Язык попа был ветвист и вычурен даже для этих времен, Санька так и не понял, в чем же истина от неистины отличается. Но на пару слов попика «сделал стойку». Значит, истина в книги испокон веков записана… Но есть и «новолюбцы»! Матерь божья! Так ведь уже 1657 год! Точнее, на исходе 7165-й! На Руси третий год как Раскол разбухает… И вот уже до Темноводья дошли первые сполохи.
Санька решительно «вступил» в религиозный кружок и решил проверить свои подозрения.
— Скажи, отче, откуда же ложь на Руси берется, если всё в святых книгах прописано?
Евтихий какое-то время молчал, тщательно перемалывая в голове вопрос и ища подвоха.
— Индо зрю, пребываша народец ваш в сей земле благостной в невинном невежестве. Не разумеючи о лютых временах, что прииде на мать Святую Русь. Иерархи церковные со Никоном-отступником во главе учали подмену писаний! Приветили мудрецов греческих, что истину издавна забыша, да повелеша им волю Господню коверкать, да кривдою наполняти!
Народ в ужасе зажужжал.
— Якой кривдою, батюшка? — робея, спросил Тимофей Старик.
— Повеле Никон-ересиарх новолюбцам войти во храмы да монастыри, да отъяти Часовники, Уставы да Потребники, да книги прочия! И приняшеся справу вводить, Исуса повеле речеть «Иисус»… А во Символе веры, вселенским собором аще уложенном, исказити восьмой член! Убрать из строфы «Господь, истинный и животворящий» слово «истинный»! Истинное же двоеперстное крещение поменяно на троеперстие!
Теперь Санька убедился по полной, но очень осторожно сделал «контрольный выстрел»:
— Разве большая разница в одном лишнем пальце, отче? И в одной букве? Коли бог всё равно един и всемогущ.
— Вот! — голосок Евтихия резко утратил благость и опасно приблизился по высотам к ультразвуку. — Вот она сила лживой ереси! Яко прийдоша сыне православный во церкву, индо вознесет персты в нечестивом крещении, помяне имя не Божье, но схожее… Сам глаголь, Сашко-атаман, кому той сыне молитвы вознесе?
— Кому? — растерялся Санька, который, как любой нормальный советский студент, в церковной истории разбирался мало.

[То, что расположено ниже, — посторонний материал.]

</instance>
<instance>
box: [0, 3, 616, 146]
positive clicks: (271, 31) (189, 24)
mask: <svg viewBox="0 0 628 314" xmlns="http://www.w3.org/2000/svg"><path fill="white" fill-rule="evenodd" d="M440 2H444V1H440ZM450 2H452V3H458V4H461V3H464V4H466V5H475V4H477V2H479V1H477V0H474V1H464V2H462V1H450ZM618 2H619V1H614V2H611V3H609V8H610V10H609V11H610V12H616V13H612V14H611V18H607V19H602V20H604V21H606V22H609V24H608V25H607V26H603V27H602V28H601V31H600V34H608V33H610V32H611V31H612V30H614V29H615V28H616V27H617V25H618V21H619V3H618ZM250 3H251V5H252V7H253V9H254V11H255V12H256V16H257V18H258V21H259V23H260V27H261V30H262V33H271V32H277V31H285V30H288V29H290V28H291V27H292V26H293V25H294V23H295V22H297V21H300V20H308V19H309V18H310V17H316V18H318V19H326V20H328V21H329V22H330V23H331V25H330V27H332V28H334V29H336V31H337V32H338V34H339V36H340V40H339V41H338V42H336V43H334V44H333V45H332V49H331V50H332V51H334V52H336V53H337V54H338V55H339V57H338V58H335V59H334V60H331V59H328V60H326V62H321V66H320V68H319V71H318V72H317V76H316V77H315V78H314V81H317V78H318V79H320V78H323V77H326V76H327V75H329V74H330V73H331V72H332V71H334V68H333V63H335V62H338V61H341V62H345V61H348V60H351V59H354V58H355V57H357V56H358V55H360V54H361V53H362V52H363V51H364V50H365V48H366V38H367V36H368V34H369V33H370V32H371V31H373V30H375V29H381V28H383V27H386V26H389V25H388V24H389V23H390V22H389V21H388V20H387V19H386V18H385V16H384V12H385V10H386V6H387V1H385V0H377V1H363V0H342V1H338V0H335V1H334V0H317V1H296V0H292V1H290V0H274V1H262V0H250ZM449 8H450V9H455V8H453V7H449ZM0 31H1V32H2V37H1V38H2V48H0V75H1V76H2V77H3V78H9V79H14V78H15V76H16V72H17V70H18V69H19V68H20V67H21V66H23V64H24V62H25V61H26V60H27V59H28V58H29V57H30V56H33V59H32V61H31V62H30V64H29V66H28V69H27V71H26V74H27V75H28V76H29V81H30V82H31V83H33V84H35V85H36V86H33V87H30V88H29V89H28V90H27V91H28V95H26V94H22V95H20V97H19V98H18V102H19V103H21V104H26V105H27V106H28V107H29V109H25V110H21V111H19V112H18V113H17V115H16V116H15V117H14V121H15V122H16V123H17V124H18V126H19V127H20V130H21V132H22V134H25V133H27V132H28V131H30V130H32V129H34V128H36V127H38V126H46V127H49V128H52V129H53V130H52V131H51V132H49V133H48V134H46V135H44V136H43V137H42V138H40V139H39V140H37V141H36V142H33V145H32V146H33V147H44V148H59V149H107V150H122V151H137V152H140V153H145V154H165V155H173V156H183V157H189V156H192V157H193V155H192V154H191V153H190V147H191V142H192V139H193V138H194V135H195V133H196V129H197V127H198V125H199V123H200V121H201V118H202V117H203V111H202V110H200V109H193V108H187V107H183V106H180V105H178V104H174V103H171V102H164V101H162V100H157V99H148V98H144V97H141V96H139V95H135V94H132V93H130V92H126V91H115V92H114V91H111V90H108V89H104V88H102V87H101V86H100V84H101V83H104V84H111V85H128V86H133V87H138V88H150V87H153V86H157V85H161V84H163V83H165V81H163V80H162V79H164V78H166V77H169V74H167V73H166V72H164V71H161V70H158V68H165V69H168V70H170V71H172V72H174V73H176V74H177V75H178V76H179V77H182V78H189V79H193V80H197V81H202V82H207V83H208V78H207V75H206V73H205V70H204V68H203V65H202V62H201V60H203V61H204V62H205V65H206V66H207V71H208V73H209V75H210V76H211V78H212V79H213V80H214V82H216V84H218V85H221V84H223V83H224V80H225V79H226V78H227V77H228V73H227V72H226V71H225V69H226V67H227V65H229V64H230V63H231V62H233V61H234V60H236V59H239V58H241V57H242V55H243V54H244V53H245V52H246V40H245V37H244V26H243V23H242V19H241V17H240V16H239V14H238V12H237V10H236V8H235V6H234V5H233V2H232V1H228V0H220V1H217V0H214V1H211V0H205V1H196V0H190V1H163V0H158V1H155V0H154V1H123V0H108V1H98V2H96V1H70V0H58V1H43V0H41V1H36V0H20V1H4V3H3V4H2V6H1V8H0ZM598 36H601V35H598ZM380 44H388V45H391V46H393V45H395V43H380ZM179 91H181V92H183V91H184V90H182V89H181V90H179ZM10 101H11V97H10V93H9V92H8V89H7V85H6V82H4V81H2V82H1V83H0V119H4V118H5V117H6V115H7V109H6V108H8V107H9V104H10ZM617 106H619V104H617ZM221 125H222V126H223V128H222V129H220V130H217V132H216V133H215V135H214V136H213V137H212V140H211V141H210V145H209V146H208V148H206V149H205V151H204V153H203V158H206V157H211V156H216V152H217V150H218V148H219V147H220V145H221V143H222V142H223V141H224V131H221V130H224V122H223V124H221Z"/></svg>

— Духу лукавому! — воскликнул Евтихий, позабыв последние остатки осторожности. Глаза его пламенели, и Дурной уже жалел, что сам раздул эти угли. — Мирянину мнится, что де он чтит Господа Вседержителя, а по правде, возноша он молитвы неведомой сути. Всуе утече вера его, Господь да сокрыт от яго по лукавой воле ересиархов. Сын Божий приял страдания да смерть за грехи наши тяжкие, искупиша их кровью своею. Даровал Он люду православному Царство Небесное… Индо ныне тот люд Спасения лишится! Аки молится по кривде и не богу, но демону!
Народ в ужасе притих.
— Что ж делать-то? — в растерянности спросил Старик.
— Токма одно: крепко молитися Богу, да спасет и помилует нас, яко благ и человеколюбец, — враз потеплел голос чернеца. — Чрез книги и молитвы истинные.
— Есть ли те книги у тебя, батюшка? — с мольбой в глазах почти возопили казаки.
— Есть.
Монашек ответил тихо-тихо, да с такой любовью, словно, о кровных детушках говорил.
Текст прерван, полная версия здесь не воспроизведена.